Gary Thoroughgood

Personal information
- Full name: Gary Thoroughgood
- Born: Sydney, New South Wales, Australia

Playing information
- Position: Second-row
Club
| Years | Team | Pld | T | G | FG | P |
| 1972–78 | Manly-Warringah | 80 | 12 | 0 | 0 | 36 |
- Source: As of 5 April 2019

= Gary Thoroughgood =

Australian rugby league footballer

Gary Thoroughgood also known as "Garry Thoroughgood" is an Australian former rugby league footballer who played in the 1970s. He played for Manly-Warringah the New South Wales Rugby League (NSWRL) competition.

==Background==
Thoroughgood was born in Sydney, New South Wales, Australia. He played his junior rugby league with Harbord United before being graded by Manly.

==Playing career==
Thoroughgood made his first grade debut in 1972. Over the next couple of seasons, Thoroughgood was mainly used as a reserve or featured in the occasional game for Manly but was selected to play for the club in their 1975 finals campaign.

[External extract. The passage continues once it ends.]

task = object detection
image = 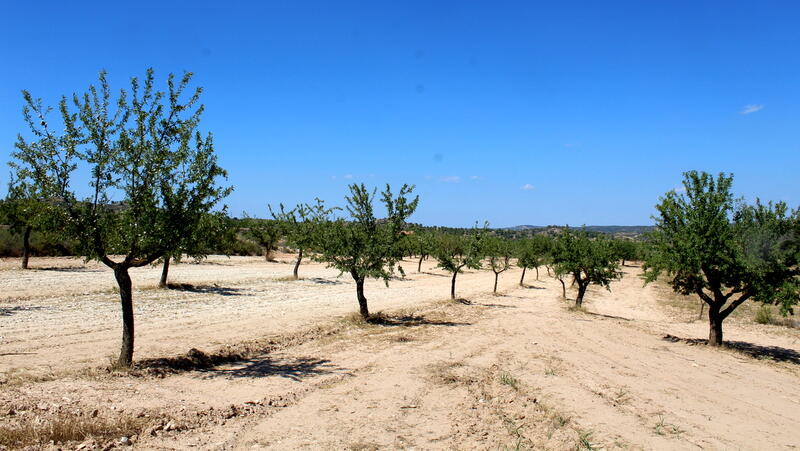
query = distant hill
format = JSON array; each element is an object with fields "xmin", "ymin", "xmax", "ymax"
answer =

In 1976, Manly claimed the minor premiership and reached the grand final against the Parramatta Eels who were playing in their first ever grand final. Thoroughgood was selected to play from the bench. In the grand final itself, Parramatta went into half time level with Manly at 7–7. In the second half and with 10 minutes remaining, Parramatta made a play to the right hand side of the field and the ball eventually reached Neville Glover. With the try line wide open, Glover dropped the ball over the line which would have given Parramatta the match winning try. In the final five minutes Manly held on after a Parramatta onslaught to win the premiership 13–10.

Thoroughgood played with Manly up until the end of the 1978 season before retiring.